Question

Disk layout for Vmware SQL 2016 Guest Cluster

  • 4 March 2019
  • 4 replies
  • 2055 views

Hello all

I'm trying to establish the optimal disk layout for a VMware MS SQL 2016 2 node guest failover cluster that will have a single SQL instance hosting multiple small to medium sized databases.

Unfortunately we don't really have the funds for licensing to do the recommended approach of creating lot of small VMs to host these databases, so we need to consolidate where possible.

I've been reading though the Nutanix SQL 2016 best practice guide and it's raised a few questions.

I've decided to allocate multiple vdisks specifically for database files, so I'd have a few database files to each vdisk instead of one vdisk with all the database files on it.
I'm assuming this approach might be better due to each vdisk having a 6GB Oplog allocation and so more vdisks would prevent a single oplog from quickly over filling?

Is there any there real a benefit here to having more vdisks to spread the databases across or does this only really come into play when you split individual database files across disks?

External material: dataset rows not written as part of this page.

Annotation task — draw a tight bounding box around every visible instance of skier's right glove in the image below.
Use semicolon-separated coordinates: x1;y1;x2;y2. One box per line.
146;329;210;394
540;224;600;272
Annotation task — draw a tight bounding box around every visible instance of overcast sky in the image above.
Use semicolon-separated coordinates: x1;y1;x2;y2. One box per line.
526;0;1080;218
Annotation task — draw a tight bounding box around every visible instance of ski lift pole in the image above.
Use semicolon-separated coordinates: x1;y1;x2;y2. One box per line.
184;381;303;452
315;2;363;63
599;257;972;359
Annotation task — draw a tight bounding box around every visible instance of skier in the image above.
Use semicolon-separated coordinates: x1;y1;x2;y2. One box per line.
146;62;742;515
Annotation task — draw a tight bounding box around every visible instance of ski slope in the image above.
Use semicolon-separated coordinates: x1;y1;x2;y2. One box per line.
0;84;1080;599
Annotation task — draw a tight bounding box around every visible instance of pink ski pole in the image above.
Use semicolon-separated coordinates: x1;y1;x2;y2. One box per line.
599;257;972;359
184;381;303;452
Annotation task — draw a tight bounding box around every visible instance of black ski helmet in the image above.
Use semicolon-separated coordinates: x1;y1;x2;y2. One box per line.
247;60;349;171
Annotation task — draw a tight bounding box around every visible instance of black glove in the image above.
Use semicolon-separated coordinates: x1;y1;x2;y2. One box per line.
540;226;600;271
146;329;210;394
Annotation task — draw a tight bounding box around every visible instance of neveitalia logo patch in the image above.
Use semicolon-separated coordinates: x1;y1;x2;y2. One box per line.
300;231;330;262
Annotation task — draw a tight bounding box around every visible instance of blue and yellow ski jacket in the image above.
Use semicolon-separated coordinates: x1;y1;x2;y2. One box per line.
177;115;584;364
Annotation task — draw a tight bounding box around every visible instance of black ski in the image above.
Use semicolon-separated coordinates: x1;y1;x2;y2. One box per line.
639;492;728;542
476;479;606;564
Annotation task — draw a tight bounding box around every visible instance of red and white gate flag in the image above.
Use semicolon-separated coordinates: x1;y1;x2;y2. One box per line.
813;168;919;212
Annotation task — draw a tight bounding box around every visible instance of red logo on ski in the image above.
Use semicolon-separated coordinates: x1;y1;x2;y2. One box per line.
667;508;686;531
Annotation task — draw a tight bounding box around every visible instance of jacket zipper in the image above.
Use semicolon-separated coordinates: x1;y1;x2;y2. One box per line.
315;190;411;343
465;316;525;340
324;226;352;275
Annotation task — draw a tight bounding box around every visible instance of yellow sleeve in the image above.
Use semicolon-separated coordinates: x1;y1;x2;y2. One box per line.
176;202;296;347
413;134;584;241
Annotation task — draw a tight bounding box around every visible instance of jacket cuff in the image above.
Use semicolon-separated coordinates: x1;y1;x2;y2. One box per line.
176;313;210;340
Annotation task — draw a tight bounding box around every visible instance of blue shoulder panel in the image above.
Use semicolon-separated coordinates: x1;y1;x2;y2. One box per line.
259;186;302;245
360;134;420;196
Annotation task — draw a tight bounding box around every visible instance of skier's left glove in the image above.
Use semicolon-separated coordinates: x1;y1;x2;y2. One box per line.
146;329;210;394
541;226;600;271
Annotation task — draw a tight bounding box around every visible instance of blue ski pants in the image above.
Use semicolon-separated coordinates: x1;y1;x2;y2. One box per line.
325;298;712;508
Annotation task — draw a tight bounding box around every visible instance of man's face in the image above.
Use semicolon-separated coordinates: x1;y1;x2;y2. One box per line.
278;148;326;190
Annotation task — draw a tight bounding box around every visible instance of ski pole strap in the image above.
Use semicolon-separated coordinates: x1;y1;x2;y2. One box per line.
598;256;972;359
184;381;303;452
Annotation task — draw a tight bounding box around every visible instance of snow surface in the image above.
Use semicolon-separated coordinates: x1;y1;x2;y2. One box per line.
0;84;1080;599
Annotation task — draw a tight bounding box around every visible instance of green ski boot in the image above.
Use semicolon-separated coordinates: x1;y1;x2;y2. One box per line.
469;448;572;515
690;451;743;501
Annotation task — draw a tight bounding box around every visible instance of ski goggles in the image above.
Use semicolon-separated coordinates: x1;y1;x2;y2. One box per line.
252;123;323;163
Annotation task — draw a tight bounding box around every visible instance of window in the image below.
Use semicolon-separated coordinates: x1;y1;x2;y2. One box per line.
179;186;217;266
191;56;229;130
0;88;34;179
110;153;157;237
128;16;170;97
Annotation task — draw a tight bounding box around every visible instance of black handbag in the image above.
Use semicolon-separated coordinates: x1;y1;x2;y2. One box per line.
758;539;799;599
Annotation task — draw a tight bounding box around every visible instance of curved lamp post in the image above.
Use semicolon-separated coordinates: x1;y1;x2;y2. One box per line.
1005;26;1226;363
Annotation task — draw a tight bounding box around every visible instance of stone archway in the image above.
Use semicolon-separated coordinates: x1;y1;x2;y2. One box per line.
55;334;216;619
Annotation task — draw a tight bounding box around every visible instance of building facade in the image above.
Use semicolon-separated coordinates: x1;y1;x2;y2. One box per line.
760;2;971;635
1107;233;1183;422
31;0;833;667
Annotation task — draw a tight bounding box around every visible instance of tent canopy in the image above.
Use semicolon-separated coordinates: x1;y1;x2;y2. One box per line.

I know spitting the log files into multiple files isn't worth while but is there any benefit to allocating more drives for the database log files too?

Thanks

This topic has been closed for comments

4 replies

Userlevel 3
Badge +10
Couple things here.
  1. How are you planning to cluster? Failover clustering is not supported on NFS per Microsoft. Unless I'm reading what you're stating wrong. (Single VM on a two node Nutanix cluster?)
  2. How many databases and how busy will they be?
My DBA is one of the best of the best Microsoft MVPs so we've gotten some great recommendations from him (Brad McGehee) as well as the Nutanix engineers.
He recommends 64k allocation formatting and separate disk for databases. For logs, and temp there's little benefit for seperation.
It's not so much about size as it is storage reads/writes that should determine if a database should require it's own VMDK. Most instances where it's a lot of reads but a smaller DB, you can cache most of it in RAM and it's fine. But the more DB's and the busier they are, the better off you are splitting it off. So you're right on the money with planning to do that.

AHV would be optimal for this since you can now take advantage of AHVTurbo on windows, regardless though, having multiple VMDKs for your databases means dedicated storage streams per VMDK. Don't be surprised though if you're seeing an increased amount of CPU as a result of more storage IO availability. Make sure that you have RSS enabled on your NIC so you're not overwhelming your CPUs, and the traffic balances across your CPUs evenly. If you put all your DB's on a single VMDK, they're contending for one another and you'll see increased read latencies. especially if your cluster is a hybrid where most of your data will live in HDD's if it's not overly busy or sequencially being read or written to.

For your more strenuous workloads, you can even look at pinning the VMDKs to SSD inside of your prism element. Take your SSD sizes into consideration though as you don't want it to contend with your OpLog storage.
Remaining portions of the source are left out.